Awesome - I mentioned this 400+ days ago when the platform API was announced! Cool to see it getting rolled out, looking forward to playing around with this.
Heroku should consider using SVG for the badge, just like shields.io and services like Travis CI do. The current button is blurry on a retina screen, and basic SVG is really well supported.
That may be the case, but there's many contexts where you'd use this button where you can't alter the page's CSS. Perhaps the prime example being GitHub READMEs.
I'm not on a retina display but that doesn't look as nice. The letters are so thin they start to disappear even before using the light-purple-on-dark-purple font.
Judging by my windows machine and using just my eyes, yes, it's a little thinner, and no, there's no problem reading it. The faded-grey-ness of the words "to Heroku" is a much bigger legibility problem than the minor change in font weight.
Obviously I never really promoted it and I'm glad to see that Heroku built something official. But maybe someone far in the future will see this comment and remember :)
I think they're still working out the kinks [1], but nevertheless, great when it works. No more 'behind' hosted demos for open-source apps, just let them instantly deploy it and play with it on their own.
Does this support normal Git links? If so, you could simply link to a Gumroad or similar site and have that send a Heroku Button link with a customized git repo where they can deploy from.
I imagine you need to set up your app to use Heroku. It's not very hard but beware that you can't write to the filesystem with Heroku so that would need to be factored in to the functionality of quite a few apps.
You can write to the file system, it's just not persistent across dyno restarts or shared across running dynos. Writing out for in-request work is fine.
Right now buttons only work with source code hosted on GitHub (although the button can be added anywhere). We want to extend that to other source code hosting services, though.
The button only works with GitHub repos at this time, but if you can place the button on other sites by using the ?template= parameter to point back to the GitHub repo. If you would like to have an app.json in a non-GitHub repo (or any source in a tarball for that matter), you can use the app-setup API (https://devcenter.heroku.com/articles/platform-api-reference...) to do the deployment.
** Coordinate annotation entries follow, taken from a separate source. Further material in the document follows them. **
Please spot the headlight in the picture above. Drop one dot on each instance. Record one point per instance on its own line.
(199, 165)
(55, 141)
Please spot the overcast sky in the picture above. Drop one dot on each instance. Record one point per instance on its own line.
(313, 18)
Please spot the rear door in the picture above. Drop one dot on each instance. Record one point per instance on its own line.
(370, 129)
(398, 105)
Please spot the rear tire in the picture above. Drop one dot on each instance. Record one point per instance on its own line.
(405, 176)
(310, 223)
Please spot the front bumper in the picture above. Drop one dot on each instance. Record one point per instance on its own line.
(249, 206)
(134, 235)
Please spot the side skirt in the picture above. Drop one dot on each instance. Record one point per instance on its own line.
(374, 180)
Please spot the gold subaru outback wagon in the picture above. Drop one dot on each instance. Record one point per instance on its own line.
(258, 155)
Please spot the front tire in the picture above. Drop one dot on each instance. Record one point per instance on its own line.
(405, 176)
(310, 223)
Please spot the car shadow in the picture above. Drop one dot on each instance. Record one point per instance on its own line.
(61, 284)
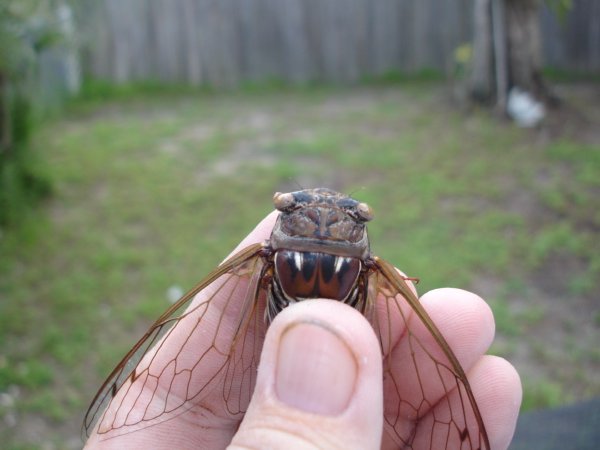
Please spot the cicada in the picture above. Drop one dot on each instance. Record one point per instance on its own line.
(203, 352)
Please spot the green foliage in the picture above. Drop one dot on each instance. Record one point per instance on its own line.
(541, 394)
(22, 37)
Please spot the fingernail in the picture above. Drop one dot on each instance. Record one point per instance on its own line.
(316, 370)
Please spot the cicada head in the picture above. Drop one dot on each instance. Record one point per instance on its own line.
(321, 220)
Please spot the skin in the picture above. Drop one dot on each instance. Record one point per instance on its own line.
(319, 383)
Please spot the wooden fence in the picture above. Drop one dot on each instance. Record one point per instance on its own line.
(223, 42)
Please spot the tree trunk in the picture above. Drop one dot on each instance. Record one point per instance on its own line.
(482, 78)
(524, 46)
(516, 60)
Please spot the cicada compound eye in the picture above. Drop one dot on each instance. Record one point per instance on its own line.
(364, 212)
(283, 201)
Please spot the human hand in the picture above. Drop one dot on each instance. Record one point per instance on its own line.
(319, 382)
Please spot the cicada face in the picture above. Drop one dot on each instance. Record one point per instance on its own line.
(203, 352)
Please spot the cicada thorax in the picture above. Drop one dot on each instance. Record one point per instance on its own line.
(320, 248)
(302, 275)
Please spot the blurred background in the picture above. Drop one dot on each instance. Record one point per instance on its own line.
(140, 140)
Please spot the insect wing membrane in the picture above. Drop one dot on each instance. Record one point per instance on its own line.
(204, 348)
(428, 399)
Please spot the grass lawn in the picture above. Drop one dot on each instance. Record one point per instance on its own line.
(152, 192)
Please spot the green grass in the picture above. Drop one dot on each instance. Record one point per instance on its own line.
(152, 191)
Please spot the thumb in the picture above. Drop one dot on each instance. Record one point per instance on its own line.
(319, 382)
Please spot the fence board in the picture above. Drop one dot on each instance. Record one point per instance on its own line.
(223, 42)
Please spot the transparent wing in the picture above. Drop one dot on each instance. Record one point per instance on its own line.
(202, 352)
(428, 399)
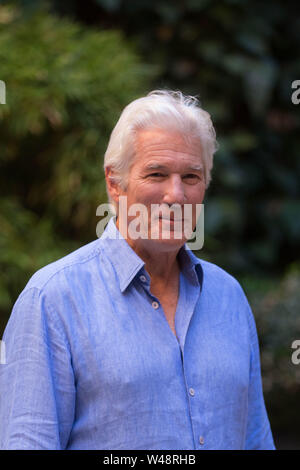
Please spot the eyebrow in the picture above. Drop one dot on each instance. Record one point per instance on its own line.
(157, 166)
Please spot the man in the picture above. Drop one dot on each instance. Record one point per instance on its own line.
(132, 342)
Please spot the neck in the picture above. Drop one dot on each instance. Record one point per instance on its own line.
(161, 265)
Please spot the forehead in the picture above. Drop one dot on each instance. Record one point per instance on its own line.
(157, 146)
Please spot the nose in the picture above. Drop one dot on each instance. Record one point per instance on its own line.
(174, 191)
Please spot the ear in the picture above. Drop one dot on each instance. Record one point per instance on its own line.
(112, 186)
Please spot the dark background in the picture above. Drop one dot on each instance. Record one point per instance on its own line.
(70, 67)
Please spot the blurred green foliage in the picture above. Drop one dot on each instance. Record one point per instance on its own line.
(66, 85)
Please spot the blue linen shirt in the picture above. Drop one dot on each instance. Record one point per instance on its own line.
(92, 363)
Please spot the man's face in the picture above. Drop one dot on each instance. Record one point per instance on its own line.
(167, 170)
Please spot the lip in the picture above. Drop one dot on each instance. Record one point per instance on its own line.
(171, 219)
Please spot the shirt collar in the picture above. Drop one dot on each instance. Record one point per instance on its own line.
(128, 264)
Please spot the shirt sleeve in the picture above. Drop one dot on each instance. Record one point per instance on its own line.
(37, 391)
(258, 434)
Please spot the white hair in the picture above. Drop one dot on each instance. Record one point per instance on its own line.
(160, 109)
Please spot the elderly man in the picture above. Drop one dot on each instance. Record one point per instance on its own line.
(132, 342)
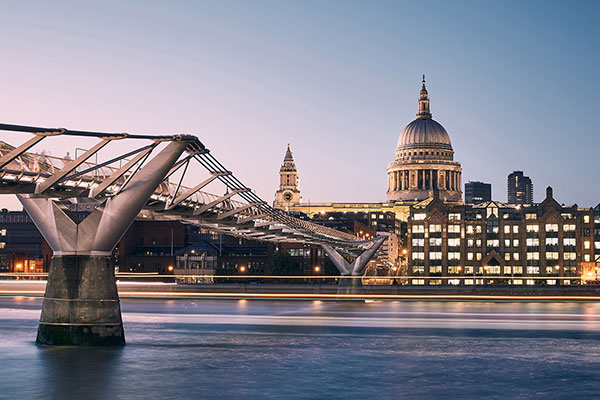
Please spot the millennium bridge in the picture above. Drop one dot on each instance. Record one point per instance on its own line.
(81, 303)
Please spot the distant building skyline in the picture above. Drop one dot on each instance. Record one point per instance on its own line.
(477, 192)
(336, 80)
(519, 188)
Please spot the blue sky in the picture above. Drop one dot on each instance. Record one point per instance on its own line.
(514, 84)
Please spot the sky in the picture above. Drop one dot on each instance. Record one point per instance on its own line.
(515, 84)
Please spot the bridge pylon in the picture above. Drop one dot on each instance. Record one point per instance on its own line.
(350, 272)
(81, 304)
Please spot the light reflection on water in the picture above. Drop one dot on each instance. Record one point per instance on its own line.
(237, 349)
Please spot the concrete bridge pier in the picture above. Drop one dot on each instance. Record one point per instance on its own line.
(81, 303)
(350, 281)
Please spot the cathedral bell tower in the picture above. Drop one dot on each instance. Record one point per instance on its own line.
(288, 193)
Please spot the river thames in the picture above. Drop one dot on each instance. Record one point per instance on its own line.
(268, 349)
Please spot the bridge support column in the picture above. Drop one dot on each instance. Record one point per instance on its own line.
(350, 280)
(81, 303)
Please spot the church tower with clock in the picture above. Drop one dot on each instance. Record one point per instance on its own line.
(288, 193)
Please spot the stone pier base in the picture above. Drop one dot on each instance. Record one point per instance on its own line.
(349, 285)
(81, 304)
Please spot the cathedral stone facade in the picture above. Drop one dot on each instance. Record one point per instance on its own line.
(288, 193)
(424, 160)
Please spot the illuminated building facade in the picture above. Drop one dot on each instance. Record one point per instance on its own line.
(495, 243)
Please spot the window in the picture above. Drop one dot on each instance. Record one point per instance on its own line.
(533, 270)
(551, 227)
(517, 269)
(453, 242)
(435, 228)
(435, 241)
(454, 216)
(533, 228)
(418, 242)
(453, 228)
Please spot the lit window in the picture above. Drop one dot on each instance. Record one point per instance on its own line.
(517, 269)
(533, 270)
(435, 228)
(533, 228)
(435, 241)
(453, 228)
(454, 242)
(551, 227)
(454, 217)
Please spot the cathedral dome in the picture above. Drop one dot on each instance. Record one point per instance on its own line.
(424, 132)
Right now buttons only work with source code hosted on GitHub (although the button can be added anywhere). We want to extend that to other source code hosting services, though.
The challenge is that we have to resolve the [app.json][1] file to generate the deploy UI.
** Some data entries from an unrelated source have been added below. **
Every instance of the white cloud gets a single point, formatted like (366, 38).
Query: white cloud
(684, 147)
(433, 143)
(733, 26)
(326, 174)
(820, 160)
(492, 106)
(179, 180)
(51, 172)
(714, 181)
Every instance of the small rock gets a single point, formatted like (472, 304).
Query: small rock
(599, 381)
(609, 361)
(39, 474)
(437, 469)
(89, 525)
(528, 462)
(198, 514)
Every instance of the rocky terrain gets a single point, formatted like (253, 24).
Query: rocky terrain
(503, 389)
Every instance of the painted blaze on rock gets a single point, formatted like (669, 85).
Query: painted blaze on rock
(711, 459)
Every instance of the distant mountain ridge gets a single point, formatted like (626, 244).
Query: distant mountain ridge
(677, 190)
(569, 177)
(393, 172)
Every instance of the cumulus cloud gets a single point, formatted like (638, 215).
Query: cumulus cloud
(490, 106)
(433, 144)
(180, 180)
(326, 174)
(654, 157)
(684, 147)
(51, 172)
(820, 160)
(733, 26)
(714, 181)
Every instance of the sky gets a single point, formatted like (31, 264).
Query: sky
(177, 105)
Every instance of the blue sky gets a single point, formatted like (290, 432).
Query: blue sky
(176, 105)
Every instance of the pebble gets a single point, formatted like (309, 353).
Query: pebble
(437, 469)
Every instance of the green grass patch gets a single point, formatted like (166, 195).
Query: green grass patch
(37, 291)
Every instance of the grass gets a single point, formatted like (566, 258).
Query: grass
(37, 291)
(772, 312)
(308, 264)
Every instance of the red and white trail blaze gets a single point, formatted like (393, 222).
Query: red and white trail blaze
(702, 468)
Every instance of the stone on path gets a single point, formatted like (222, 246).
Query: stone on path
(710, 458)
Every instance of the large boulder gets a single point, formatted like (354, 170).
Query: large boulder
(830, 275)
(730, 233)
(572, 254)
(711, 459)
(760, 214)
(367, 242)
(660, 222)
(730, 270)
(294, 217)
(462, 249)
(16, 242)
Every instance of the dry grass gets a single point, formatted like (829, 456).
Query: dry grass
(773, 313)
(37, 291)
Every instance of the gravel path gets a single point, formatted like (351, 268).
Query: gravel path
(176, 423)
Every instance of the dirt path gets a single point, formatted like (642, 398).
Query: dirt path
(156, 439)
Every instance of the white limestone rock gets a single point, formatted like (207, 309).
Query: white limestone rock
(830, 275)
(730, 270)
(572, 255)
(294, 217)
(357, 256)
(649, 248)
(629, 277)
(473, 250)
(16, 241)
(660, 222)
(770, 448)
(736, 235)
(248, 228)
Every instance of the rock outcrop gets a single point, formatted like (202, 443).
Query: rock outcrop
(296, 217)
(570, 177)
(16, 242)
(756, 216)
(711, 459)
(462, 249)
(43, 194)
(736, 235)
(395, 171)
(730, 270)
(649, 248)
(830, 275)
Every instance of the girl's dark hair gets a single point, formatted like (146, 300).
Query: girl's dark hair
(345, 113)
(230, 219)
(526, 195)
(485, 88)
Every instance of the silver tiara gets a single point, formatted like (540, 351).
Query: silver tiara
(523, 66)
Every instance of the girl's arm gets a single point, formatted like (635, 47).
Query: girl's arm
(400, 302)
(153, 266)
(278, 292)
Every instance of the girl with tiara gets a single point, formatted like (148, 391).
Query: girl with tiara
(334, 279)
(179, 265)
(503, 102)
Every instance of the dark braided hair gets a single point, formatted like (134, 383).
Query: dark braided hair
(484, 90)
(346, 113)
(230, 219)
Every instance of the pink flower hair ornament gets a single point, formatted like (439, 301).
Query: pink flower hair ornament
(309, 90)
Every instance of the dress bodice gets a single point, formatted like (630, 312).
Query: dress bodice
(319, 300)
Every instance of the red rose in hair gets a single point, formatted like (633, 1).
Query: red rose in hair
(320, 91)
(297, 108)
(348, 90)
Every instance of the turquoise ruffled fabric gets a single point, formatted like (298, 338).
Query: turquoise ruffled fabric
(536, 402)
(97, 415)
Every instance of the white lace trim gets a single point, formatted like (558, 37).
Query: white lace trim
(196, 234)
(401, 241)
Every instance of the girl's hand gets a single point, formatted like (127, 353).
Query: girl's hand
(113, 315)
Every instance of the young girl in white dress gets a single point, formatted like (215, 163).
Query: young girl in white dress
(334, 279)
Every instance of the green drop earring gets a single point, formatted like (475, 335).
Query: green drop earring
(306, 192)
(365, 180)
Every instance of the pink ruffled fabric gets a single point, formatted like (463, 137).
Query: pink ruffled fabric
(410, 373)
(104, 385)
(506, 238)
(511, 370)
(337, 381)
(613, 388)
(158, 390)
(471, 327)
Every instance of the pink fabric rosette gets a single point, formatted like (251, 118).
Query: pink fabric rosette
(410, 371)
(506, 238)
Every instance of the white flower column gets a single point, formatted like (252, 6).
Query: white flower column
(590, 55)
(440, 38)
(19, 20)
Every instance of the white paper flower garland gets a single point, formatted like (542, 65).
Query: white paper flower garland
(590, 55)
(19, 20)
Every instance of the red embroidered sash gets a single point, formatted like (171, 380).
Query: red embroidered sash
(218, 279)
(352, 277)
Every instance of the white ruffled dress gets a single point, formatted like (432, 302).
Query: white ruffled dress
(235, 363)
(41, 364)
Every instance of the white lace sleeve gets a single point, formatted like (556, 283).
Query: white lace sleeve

> Note that the snippet is repo-agnostic: It can be copy-pasted without modification and will work correctly if forked to a different repo. Heroku resolves the repo originating a button click by inspecting the referer header.
Is the referer reliable enough on modern browsers to assume this? Perhaps coming from an analytics perspective, we see all types of query-string hacks so that you can attribute the sources of links everywhere... so it's surprising to see a company depend on this functionality in a product. I suppose almost all developers would be using a browser that correctly sends referer headers... is this the case?
They do mention an alternative where you can set stuff in the query string. I'd probably rather do that instead. Especially since you could easily end up putting that button out of the context of your repo at some point and have it end up completely broken.
But if I fork a repo with a button (or even navigate to different branch/commit in same repo), a manually set query string would still point to the same code.
Whereas the referer headear can identify exactly the right version briliantly.
This is amazing, it's a simple app but https://github.com/aaronbassett/Bad-Tools only needed 1 single line change to work. Really impressed although I do need to read up more on the app.json schema.
> This is extremely clever. One of the reasons WordPress took off was the easy, non-technical install process.
Ironically Wordpress is a pain in the ass to deploy on "non persistent/deploy with git" PAAS.And uploading plugins directly through the admin is a no go in these cases.
Worpdress wouldnt deploy directly with that one click install,given the fact the configuration is hardwritten on the disk.It would need some refactoring.
You'd need at least to enter some env variables to make things work,and the app would need to detect the db state and run migrations,if not properly initalized,when using a RDBMS(since again,sqlite is out of question on Heroku).
All the same that Wordpress could easily adopt using environmental variables for configuration values to achieve this and simply use a heroku-ified version of config.php. I've used this approach for scaling wordpress sites and its never failed me.
Anyone else having a lot of problems getting it to work. I keep getting a "Something went wrong" message with no additional information. Even if I create a minimum viable app.json, nothing seems to work.
Kudos, now that's good business: it benefits both the company (because once you're there and it works, you're less likely to switch to another host) and the users who want to quickstart something.